I spent some time reviewing my interior plans and coming up with hard materials lists. After owning the boat for nearly six years I find myself still tweaking the plans and trying to visualize how it will all come together. There are a myriad of details to consider and I am sure I won't get it all right anyway. I am sure I will wishing I had done it some other way someday.

I had a car repair bill and a heating oil bill come in together which amounts to about three weeks take home pay so I won't be ordering any supplies right away. A few sheets of cherry veneered plywood would go a long ways at this point so I might try to squeeze it in next month.

My big debate right now is whether to launch the boat in the spring or keep it out for the coming season. One the one hand. I would like to try sailing the boat for real. I miss sailing and last season was a bit of a disapointment.

On the other hand, thinking realistically, I will be lucky to sail once every other weekend. That was the case with my last boat and with a full time job plus part-time stuff, other weekend chores, variable weather, etc. I don't see that situation changing much. I hate the idea of having a boat sit for two weeks between day sails. It seems like such a waste of time and resources. For a single daysail once every two weeks a sailing dinghy makes much more sense to me.

If I don't launch I should make good progress on the interior over the summer and have no problems finishing up the sailing hardware, getting a good 8-10 coats of varnish on the exterior teak and such. With an interior I will get a lot more use out of the boat too. With an interior I can make the most of my free weekends by sleeping over on the boat so the hour or two's drive each way to the mooring will be much easier to justify (I am definitely not going back to the nearby Merrimac river mooring) and I can think about spending some real quality time on the boat rather than half day sails here and there.

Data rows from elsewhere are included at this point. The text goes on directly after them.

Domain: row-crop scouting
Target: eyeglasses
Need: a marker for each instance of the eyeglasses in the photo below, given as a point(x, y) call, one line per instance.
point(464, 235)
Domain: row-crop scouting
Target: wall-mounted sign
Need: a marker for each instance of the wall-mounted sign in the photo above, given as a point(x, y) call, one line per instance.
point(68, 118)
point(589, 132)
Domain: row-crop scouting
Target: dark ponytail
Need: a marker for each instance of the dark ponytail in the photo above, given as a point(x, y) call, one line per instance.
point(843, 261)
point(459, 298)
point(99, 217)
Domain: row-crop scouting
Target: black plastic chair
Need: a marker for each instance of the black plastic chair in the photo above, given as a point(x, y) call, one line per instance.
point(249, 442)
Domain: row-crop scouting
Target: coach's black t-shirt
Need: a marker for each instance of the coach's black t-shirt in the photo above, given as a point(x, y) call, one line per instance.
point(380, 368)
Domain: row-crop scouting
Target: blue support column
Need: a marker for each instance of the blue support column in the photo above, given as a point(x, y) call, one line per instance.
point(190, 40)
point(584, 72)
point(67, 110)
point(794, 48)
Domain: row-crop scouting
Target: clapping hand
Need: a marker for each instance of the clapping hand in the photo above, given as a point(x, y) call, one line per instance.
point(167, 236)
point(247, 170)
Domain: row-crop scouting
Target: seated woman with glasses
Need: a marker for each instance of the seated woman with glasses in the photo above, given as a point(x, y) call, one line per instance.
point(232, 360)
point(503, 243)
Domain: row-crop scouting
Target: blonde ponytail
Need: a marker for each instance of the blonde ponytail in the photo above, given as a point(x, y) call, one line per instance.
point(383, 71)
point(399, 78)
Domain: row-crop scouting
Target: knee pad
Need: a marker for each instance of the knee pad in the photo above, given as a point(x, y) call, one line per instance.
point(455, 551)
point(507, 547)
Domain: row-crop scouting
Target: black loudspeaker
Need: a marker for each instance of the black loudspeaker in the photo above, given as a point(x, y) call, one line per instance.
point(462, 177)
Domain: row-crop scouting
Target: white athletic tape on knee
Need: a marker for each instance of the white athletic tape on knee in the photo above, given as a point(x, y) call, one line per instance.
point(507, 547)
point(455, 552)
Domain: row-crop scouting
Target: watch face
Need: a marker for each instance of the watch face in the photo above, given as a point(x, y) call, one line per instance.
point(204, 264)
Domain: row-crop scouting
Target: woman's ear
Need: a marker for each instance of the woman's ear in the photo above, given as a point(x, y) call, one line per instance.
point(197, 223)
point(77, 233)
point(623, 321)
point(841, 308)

These are just my thoughts at the moment. I chose the Triton because while I like coastal cruising most of all, I realized that I might have to keep a real job and the Triton is small enough to be a decent daysailer that doesn't demand too much attention if I am busy earning a living. I hope for cruising but the Triton is a nice daysailor too. Maybe I should be happy with my every other weekend daysails and remember how lucky I am to even have this option.